Hirayama K, Baranczewski P, Akerlund J E, Midtvedt T, Möller L, Rafter J
Departments of Medical Nutrition and Biosciences, Karolinska Institutet, NOVUM, S-141 86 Huddinge, Sweden.
Carcinogenesis. 2000 Nov;21(11):2105-11. doi: 10.1093/carcin/21.11.2105.
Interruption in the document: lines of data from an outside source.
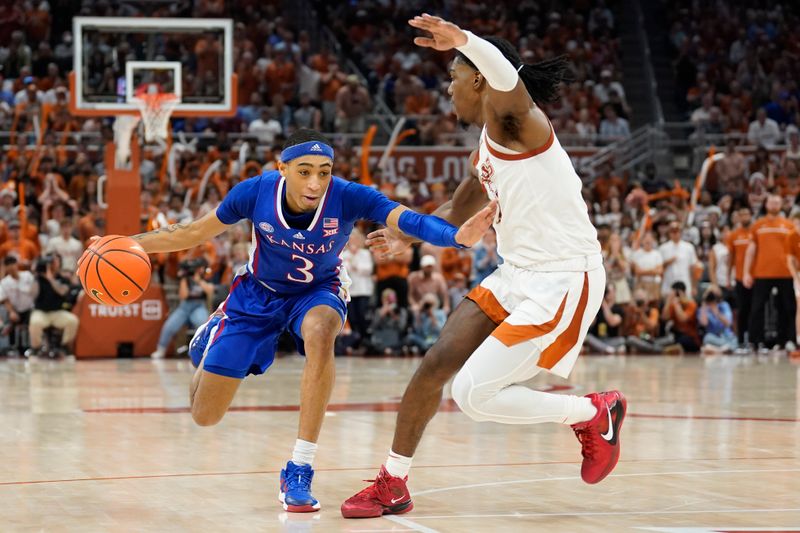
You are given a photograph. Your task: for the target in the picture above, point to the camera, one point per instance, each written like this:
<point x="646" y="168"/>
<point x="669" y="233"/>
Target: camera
<point x="711" y="298"/>
<point x="42" y="264"/>
<point x="188" y="267"/>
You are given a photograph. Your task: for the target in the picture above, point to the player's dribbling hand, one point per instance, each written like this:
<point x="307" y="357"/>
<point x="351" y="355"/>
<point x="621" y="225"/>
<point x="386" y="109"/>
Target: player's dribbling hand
<point x="473" y="229"/>
<point x="386" y="242"/>
<point x="444" y="35"/>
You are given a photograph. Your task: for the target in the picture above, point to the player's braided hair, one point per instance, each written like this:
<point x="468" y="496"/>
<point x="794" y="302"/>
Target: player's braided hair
<point x="305" y="135"/>
<point x="542" y="80"/>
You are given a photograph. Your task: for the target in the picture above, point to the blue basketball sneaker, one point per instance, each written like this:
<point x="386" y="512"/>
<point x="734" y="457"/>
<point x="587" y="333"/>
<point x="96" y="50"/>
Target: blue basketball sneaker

Although the intestinal flora is believed to have a critical role in carcinogenesis, little is known about the role of the human intestinal flora on the effects of mutagens in vivo. The aim of the present study was to address a possible role of the human intestinal flora in carcinogenesis, by exploiting human-flora-associated (HFA) mice. The capacity of human faeces to activate or inactivate 2-amino-3-methyl-3H:-imidazo[4,5-f]quinoline (IQ) and 2-nitrofluorene was determined using the Ames assay. Human faecal suspensions that were active in this regard were then selected and orally inoculated into germfree NMRI mice to generate HFA mice. HFA, germfree, conventionalized and conventional mice were administered IQ, 2-amino-9H:-pyrido[2,3-b]indole (2-amino-alpha-carboline; AAC) and 2-nitrofluorene. The activity of human intestinal flora against mutagens could be transferred into the mice. In comparing germfree mice and mice harbouring an intestinal flora, the presence of a flora was essential for the activities of faeces against mutagens. After administration of IQ and 2-nitrofluorene, DNA adducts were observed in the mice with a flora, while adducts were extremely low or absent in germfree animals. DNA adducts after AAC treatment were higher in germfree mice in some tissues including colon than in mice with bacteria. Differences in DNA adduct formation were also observed between HFA mice and mice with mouse flora in many tissues. These results clearly indicate that the intestinal flora have an active role in DNA adduct formation and that the role is different for the different chemicals to which the animals are exposed. The results also demonstrate that the human intestinal flora have different effects from the mouse flora on DNA adduct formation as well as in vitro metabolic activities against mutagens. Studies using HFA mice could thus provide much-needed information on the role of the human intestinal flora on carcinogenesis in vivo.
尽管肠道菌群被认为在致癌过程中起关键作用,但关于人类肠道菌群在体内对诱变剂作用的影响却知之甚少。本研究的目的是通过利用人源菌群相关(HFA)小鼠来探讨人类肠道菌群在致癌过程中可能发挥的作用。使用艾姆斯试验测定了人类粪便激活或灭活2-氨基-3-甲基-3H-咪唑并[4,5-f]喹啉(IQ)和2-硝基芴的能力。然后选择在这方面有活性的人类粪便悬液,经口接种到无菌NMRI小鼠体内以产生HFA小鼠。给HFA小鼠、无菌小鼠、常规化小鼠和常规小鼠施用IQ、2-氨基-9H-吡啶并[2,3-b]吲哚(2-氨基-α-咔啉;AAC)和2-硝基芴。人类肠道菌群对诱变剂的活性可以转移到小鼠体内。在比较无菌小鼠和有肠道菌群的小鼠时,菌群的存在对于粪便对诱变剂的活性至关重要。施用IQ和2-硝基芴后,在有菌群的小鼠中观察到DNA加合物,而在无菌动物中加合物极低或不存在。在包括结肠在内的一些组织中,AAC处理后无菌小鼠的DNA加合物高于有细菌的小鼠。在许多组织中,HFA小鼠和有小鼠菌群的小鼠之间也观察到DNA加合物形成的差异。这些结果清楚地表明,肠道菌群在DNA加合物形成中起积极作用,并且对于动物接触的不同化学物质,该作用是不同的。结果还表明,人类肠道菌群与小鼠菌群在DNA加合物形成以及对诱变剂的体外代谢活性方面具有不同的影响。因此,使用HFA小鼠的研究可以提供关于人类肠道菌群在体内致癌作用方面急需的信息。